In all, the city has identified 41,407 acres as IAL on Oahu — a complex mapping that goes to LUC public hearing on Wednesday; it includes 1,781 parcels of private farmland covering some 11% of Oahu.
It’s an unprecedented process for mandatory ag preservation that could well draw challenges from some of the 1,800 landowners, with no clear method for mitigation.
All that uncertainty is compounded by uneasiness over the goal, as signs mount that the noble farming cause may already be lost. Much has changed in the 40-plus years since the Con Con codified the continuance of agriculture as sugar was dying in the 1970s, and then pineapple in the 1990s. The intent to protect lands to keep farming prominent, and attempts to diversify, are running up against the hard wall of reality.

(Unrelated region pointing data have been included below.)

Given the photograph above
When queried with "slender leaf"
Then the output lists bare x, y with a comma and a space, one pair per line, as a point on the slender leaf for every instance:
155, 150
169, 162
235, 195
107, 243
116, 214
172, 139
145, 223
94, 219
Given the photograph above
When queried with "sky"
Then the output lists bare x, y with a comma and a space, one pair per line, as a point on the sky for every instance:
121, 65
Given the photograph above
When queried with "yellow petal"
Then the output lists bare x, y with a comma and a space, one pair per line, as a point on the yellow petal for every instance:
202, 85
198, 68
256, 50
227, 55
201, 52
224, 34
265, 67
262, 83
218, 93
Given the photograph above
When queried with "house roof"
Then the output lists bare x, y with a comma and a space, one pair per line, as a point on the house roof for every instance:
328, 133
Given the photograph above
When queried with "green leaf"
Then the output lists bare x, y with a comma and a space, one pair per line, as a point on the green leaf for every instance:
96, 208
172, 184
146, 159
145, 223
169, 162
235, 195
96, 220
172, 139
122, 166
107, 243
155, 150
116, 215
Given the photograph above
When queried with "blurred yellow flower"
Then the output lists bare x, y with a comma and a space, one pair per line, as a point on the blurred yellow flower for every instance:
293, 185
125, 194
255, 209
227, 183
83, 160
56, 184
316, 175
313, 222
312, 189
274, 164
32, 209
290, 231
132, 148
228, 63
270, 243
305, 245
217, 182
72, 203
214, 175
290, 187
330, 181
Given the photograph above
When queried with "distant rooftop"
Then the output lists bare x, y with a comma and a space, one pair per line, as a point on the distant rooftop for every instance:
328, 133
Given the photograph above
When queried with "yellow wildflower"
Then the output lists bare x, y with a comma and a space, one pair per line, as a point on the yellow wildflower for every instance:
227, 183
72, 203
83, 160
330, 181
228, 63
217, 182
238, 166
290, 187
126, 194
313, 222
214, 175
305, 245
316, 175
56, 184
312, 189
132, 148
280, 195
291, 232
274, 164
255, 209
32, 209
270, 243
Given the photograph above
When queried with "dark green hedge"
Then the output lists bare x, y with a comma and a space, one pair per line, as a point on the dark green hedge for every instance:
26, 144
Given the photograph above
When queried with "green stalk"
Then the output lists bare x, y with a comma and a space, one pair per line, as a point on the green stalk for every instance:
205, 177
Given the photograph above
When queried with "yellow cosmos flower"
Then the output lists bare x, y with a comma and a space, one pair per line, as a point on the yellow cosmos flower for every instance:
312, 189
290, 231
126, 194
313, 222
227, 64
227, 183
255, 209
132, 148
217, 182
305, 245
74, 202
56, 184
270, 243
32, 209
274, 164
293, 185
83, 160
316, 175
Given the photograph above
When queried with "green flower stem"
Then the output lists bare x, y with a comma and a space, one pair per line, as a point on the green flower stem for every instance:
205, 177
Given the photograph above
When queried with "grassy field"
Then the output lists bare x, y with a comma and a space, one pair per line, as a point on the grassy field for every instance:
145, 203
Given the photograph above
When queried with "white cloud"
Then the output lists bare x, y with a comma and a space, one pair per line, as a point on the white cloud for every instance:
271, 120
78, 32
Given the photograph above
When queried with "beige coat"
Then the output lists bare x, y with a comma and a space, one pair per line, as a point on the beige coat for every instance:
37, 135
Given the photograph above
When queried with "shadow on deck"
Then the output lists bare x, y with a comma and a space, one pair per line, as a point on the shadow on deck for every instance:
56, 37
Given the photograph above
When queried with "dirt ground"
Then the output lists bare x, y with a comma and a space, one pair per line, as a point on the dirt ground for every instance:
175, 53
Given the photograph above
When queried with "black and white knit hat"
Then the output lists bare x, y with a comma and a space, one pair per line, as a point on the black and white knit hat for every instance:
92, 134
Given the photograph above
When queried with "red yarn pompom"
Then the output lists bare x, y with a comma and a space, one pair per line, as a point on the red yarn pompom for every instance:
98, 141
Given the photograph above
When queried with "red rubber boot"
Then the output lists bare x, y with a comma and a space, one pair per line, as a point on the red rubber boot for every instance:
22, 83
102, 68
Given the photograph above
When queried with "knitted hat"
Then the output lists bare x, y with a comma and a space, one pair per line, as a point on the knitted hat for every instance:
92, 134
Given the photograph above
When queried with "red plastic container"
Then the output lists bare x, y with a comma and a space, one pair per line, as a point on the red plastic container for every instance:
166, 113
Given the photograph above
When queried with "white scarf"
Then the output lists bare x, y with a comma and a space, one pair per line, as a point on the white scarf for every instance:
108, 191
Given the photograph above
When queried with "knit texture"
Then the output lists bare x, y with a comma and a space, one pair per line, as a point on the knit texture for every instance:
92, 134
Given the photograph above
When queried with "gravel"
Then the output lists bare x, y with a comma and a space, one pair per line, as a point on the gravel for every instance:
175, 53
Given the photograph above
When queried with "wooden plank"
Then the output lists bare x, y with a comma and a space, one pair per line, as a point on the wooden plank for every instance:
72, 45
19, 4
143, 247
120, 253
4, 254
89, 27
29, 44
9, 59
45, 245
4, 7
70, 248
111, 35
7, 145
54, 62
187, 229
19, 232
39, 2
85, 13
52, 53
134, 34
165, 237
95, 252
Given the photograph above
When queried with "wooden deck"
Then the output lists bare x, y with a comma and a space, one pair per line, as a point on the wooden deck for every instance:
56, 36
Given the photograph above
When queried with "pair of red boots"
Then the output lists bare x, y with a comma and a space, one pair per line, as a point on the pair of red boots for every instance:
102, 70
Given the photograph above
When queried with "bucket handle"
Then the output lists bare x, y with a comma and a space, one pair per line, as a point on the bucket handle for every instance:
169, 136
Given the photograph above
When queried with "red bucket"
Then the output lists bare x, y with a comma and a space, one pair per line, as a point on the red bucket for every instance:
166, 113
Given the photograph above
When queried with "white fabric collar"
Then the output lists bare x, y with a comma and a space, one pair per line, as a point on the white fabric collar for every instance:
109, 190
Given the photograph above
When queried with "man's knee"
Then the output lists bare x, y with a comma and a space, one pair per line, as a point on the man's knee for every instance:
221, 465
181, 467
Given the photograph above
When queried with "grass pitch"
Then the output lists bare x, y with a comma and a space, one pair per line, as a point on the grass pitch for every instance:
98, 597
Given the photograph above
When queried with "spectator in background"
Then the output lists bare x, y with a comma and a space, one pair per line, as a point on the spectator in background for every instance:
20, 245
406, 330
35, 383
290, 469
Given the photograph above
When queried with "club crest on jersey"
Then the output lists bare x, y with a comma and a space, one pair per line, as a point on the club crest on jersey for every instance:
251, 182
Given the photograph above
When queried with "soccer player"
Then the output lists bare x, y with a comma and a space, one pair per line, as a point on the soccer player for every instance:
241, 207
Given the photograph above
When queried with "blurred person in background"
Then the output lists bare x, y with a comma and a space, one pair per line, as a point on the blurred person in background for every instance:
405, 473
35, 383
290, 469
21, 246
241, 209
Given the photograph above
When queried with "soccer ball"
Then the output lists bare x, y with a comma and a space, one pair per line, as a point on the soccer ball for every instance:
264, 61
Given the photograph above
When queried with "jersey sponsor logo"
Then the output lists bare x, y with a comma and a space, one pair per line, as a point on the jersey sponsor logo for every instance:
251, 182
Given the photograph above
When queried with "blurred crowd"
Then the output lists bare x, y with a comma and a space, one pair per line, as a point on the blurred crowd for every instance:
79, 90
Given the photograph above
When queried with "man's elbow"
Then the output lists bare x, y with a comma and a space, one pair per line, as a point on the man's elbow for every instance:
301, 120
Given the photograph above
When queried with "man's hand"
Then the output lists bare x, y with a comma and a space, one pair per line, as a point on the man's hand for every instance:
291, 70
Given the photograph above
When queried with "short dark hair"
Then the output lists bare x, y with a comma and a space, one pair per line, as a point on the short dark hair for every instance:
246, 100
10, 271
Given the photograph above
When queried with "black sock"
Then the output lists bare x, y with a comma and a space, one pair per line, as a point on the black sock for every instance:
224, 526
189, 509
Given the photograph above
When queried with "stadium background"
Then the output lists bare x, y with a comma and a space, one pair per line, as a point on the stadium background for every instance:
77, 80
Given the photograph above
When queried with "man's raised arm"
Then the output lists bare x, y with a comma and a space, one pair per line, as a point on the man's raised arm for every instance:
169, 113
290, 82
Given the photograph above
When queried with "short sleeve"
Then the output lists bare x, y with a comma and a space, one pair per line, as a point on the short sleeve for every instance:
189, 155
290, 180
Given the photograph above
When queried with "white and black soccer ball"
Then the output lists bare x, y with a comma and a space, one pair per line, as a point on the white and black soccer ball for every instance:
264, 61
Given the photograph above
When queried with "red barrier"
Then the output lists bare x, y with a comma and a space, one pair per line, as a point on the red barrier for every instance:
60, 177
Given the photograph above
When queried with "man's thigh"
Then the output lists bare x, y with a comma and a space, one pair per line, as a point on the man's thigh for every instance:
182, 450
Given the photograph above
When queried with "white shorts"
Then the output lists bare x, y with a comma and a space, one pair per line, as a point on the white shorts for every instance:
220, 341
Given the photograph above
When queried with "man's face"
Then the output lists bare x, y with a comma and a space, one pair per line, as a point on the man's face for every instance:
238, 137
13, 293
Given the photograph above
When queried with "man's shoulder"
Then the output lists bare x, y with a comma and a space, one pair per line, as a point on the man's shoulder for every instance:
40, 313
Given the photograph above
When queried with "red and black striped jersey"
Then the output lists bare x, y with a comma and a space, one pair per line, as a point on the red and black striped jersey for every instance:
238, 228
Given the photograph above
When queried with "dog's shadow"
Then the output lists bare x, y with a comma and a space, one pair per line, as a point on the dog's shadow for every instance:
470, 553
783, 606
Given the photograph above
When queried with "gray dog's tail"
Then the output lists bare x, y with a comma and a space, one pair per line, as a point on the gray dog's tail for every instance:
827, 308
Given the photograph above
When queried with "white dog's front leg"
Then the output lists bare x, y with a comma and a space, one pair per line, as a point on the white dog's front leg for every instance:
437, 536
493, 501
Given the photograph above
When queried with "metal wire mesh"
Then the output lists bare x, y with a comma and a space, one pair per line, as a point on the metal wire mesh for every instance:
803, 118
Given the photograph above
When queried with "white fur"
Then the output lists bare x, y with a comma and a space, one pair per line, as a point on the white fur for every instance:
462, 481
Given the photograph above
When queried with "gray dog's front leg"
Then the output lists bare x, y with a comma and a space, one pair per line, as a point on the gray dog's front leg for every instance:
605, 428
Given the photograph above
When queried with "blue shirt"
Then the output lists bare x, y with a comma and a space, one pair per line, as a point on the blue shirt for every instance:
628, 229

Nowhere is that clearer than in a thought-provoking University of Hawaii Economic Research Organization briefing paper last month by Sumner La Croix and James Mak, “Reviving Agriculture to Diversify Hawaii’s Economy.”
It underscores the difficulty for small farms here, which have tended to perform poorly. In 2017, for instance, 78% of local farms had annual sales of under $25,000; 57% of local farms saw net losses in 2017. “Overall,” the report noted, “farming here has not been a very profitable business recently.”
Further, the University of Hawaii researchers call the state’s strategies to revive agriculture faulty and extremely costly. And pointedly: “The IAL program is also deeply flawed. Landowners of prime agricultural land dedicate their land to long-term use in agriculture in exchange for an array of benefits supplied by the state and counties.
“Promised benefits from the state and counties have, however, not materialized.”
It’s amid this landscape that the Land Use Commission will be vetting the city’s IAL map. Whatever Oahu’s agricultural future, only one thing is certain: It will be a tough row to hoe.